When I pitched my idea to Chicago Now for my blog, I was so excited and full of energy. It seemed like everywhere I turned there was another great thing to blog about, something I truly wanted to share. But then I never got to my computer with a clear mind to get them done.
When I would have time to get on the computer, I would seem to find five minutes to work or to email someone, and then the kids or life would pull me away. I always found myself getting too busy with life- changing diapers, driving to school, driving to therapy, wiping butts, unloading the dishwasher, making the beds, throwing in loads of laundry. Is it all mind numbingly dull, well yes it is, and it is my life right now.

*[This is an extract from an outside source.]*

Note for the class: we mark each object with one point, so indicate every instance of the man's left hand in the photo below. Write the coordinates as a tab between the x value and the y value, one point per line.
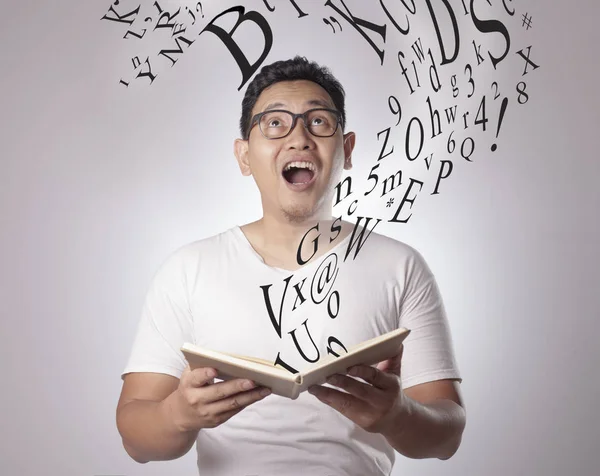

So my struggle is this: Do I say “I can’t find more time in a day, and although I want to write, I just have to accept that this is my lot right now?” Or do I fight it? Do I say instead “How do I find more hours in a day, or how do I use my time more wisely so I can fit the time in?” If blogging, and writing, are what I want to do and how I want to share my life and grow my book plan, then I have to find time for it.
And I have to find time when my mind is clear and I can think. That seems to be a struggle lately as well for me. My mind is just not as sharp as it once was, and I have to fight through that too.
So I am committed to a new path and a new energy. I am going to plan my time, and I am going to figure this out. I am not the first person to have this struggle, and I know I will find direction and ideas from other Mom’s out there who have tried to manage a busy life and go after what they are passion about at the same time.
My new year starts now! I just need someone to hold me to it!